Há talvez um critério para decidir na matéria: o das “ideias malucas”, justamente. E no capítulo, o Professor Freitas do Amaral que me perdoe, não me parece que se saia muito bem. Poderia dar vários exemplos, mas um basta. Muita gente se lembra ainda do original episódio das caricaturas dinamarquesas de Maomé, em 2006. Freitas do Amaral, então ministro dos Negócios Estrangeiros de José Sócrates, andava muito preocupado com a falta de decoro das ditas, que tanto tinham excitado os muçulmanos, e disse compreender a furiosa reacção destes. Quando lhe censuraram a atitude, insurgiu-se contra aqueles que apelidou de “ignorantes”, no meio de várias declarações e justificações das declarações e justificações das justificações. A única coisa que se percebia claramente de tudo aquilo era que a sua concepção da liberdade não pecava por um excesso de firmeza. Até que veio uma proposta genial. E que tal, para cimentar a amizade entre europeus e árabes e assim docemente calar extremismos islamistas, organizar um torneio de futebol euro-árabe?
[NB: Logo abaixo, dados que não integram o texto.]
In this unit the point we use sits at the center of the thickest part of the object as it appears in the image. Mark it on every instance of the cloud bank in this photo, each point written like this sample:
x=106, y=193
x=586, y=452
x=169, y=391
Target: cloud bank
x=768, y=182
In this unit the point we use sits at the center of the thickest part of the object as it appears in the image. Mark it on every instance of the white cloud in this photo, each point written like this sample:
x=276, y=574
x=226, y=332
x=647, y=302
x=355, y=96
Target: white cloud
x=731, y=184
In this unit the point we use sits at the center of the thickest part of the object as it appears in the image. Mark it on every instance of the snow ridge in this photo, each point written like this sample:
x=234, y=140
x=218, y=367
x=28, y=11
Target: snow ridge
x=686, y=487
Essa proposta, feita com a pausada solenidade a que nos habituou, e com a autoridade do prestigiado jurista capaz de dividir o vazio em vinte e cinco alíneas, sempre me pareceu um grandioso exemplo do que é uma “ideia maluca”. Ao Professor Freitas do Amaral suponho que não. E porquê? Aparentemente, porque é incapaz de se dar conta de tudo aquilo que na realidade escapa a um número limitado de ideias que a pouco e pouco absorveu e que fazem a vez de visão do mundo a grande parte da esquerda e às suas adjacências. A quantidade de “ideias malucas” que um tal fechamento do pensamento não só tolera como incentiva não se deixa contar. Uma delas, de resto, é exactamente aquela, expressa no “Encontro internacional de causas e valores da humanidade” (desculpem repetir-me, mas que título admirável!), de que a sua compreensão deste vasto mundo plana muito acima da da chanceler Angela Merkel.
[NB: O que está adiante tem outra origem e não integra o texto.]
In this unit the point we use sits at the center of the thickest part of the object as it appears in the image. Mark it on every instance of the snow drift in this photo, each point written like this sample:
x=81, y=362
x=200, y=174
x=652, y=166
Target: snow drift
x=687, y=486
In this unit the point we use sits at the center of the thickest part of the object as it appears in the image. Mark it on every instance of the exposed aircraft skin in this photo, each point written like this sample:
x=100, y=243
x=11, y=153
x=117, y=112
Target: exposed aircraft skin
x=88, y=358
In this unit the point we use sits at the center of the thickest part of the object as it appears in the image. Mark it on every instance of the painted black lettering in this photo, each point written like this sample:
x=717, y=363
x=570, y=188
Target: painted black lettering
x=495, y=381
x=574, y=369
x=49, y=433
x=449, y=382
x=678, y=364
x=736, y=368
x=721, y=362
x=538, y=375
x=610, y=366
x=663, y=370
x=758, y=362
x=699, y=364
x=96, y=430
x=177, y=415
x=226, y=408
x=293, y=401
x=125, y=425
Freitas do Amaral pertence àquele número de pessoas que, vindas da direita, a pouco e pouco transitaram para a esquerda. Algumas, como Adriano Moreira, vieram da direita autoritária de Salazar. Freitas do Amaral não, e teve até, através da fundação do CDS e da sua participação na primitiva AD, um papel decisivo na legitimação da direita democrática em Portugal. Lamentavelmente, sensivelmente a partir da perda das eleições presidenciais de 1986 para Mário Soares, iniciou-se o processo que o conduziu ao lugar onde hoje se encontra: um lugar de vazio ornamentado de palavras destinadas a manifestar a sua incomum sapiência e a grandiosidade moral das suas concepções políticas.
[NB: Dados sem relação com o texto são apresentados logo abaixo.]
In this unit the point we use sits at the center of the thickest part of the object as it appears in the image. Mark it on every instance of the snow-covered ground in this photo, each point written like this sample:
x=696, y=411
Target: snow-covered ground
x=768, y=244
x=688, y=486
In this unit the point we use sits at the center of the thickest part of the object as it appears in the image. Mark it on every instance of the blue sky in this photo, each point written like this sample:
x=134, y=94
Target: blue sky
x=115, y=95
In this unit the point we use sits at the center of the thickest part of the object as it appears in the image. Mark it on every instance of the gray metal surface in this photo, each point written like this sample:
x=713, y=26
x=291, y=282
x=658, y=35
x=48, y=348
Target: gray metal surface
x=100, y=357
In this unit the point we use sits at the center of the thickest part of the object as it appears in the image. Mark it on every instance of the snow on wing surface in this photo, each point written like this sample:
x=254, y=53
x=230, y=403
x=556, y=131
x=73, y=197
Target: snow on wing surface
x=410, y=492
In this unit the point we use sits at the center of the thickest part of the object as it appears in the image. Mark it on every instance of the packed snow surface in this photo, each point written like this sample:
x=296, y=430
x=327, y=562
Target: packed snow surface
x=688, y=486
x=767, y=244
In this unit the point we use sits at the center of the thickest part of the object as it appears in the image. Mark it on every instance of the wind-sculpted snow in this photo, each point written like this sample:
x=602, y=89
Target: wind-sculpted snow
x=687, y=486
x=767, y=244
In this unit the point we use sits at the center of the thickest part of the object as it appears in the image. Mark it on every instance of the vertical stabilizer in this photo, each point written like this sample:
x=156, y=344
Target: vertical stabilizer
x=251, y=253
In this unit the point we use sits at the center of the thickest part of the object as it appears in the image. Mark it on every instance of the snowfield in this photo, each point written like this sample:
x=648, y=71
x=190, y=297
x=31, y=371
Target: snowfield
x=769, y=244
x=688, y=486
Uma tal grandiosidade é, de resto, compatível com ideias que, como no caso das caricaturas de Maomé, mostram uma concepção assaz flexível da liberdade. No mencionado encontro (não, não repito mais uma vez o nome completo), Freitas do Amaral, que se declarou crítico do que considera a atitude amorfa, passiva e resignada dos portugueses face ao Governo, declarou a sua prefrerência, em certas situações, pelo voto obrigatório. Votar deixaria de ser, com a flexibilidade que estas coisas exigem, um dever. Mudaria substancialmente de natureza: passaria a ser uma imposição. Ora bem, como classificar esta ideia?